Las torrijas son, actualmente, el dulce por excelencia de Semana Santa. En comunidades como Madrid, Andalucía, Castilla La Mancha o Aragón se comen como churros.

Los pasteleros las preparan y también en cada hogar, por lo que serán millones las consumidas durante estos días. Aun así, este postre no tenía nada que ver con la Semana Santa hasta algunos años atrás.

La primera mención a este postre se encuentra en el siglo I, por Marco Gavio Apicio, un gastrónomo romano, se refiere a ella como “otro plato dulce”.

En España, la primera referencia concreta data del siglo XV y fue hecha por el poeta y músico, Juan del Encina, quien ya les da el nombre de torrejas. Según su relato era un tipo de postre que se solía dar a las madres recientes y a las mujeres que estaban a punto de dar a luz. Al parecer, se creía que al tomar un dulce frito empapado en leche, no solo recuperaban energías, sino que también se estimulaba la producción de leche materna para amamantar al bebé.

Transformación

Parece ser que en el siglo XIX este postre empezó a tomarse. Hay distintas teorías. Por un lado, hay quien piensa que dado que la carne y el vino simbolizan el cuerpo y la sangre de Cristo, alguien pudo tener la idea de que las torrijas de vino (en lugar de las de leche) podrían tener un significado místico muy acorde con esta celebración religiosa.

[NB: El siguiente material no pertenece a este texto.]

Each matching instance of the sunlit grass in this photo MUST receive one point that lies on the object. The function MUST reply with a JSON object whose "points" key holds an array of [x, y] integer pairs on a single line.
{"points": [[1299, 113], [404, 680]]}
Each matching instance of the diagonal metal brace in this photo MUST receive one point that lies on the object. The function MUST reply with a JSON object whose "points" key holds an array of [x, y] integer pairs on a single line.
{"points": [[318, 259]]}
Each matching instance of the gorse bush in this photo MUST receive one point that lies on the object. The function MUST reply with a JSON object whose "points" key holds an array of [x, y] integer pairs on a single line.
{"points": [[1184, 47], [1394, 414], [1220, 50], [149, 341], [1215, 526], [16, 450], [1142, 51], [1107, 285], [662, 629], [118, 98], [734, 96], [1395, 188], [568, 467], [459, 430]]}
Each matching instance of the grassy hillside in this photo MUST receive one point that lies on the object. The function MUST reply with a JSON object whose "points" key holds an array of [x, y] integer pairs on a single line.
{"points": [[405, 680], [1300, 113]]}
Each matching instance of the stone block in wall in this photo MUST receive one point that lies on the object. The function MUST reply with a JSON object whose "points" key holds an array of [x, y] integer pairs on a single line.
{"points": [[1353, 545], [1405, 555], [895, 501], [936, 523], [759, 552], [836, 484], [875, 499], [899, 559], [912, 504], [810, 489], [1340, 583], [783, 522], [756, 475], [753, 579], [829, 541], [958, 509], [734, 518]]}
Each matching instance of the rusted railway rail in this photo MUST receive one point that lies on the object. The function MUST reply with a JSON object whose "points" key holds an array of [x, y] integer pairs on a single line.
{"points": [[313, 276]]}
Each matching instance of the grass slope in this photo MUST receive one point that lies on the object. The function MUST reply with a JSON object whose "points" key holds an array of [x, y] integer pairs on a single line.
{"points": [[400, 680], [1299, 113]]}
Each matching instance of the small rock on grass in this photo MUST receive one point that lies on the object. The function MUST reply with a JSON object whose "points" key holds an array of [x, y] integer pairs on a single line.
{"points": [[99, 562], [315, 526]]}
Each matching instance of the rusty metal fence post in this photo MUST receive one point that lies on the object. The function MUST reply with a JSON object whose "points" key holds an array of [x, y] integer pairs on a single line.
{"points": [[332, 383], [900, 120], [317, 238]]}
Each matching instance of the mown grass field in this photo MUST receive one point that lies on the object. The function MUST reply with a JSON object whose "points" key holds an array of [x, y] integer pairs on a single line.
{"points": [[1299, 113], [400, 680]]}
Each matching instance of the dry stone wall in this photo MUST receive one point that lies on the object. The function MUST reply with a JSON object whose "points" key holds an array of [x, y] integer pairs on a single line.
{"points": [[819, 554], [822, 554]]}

Aunque la teoría más aceptada es que, al ser un postre muy energético, resultaba ideal para comerlo en Cuaresma, cuando estaba prohibido consumir carne. Además, resultaba muy barato, por lo que era idóneo para ser consumido por las clases populares. A la vez que resultaba muy útil para reciclar el pan que se había quedado duro, en unos tiempos en que no estaban las cosas como para permitirse desperdiciar ningún recurso.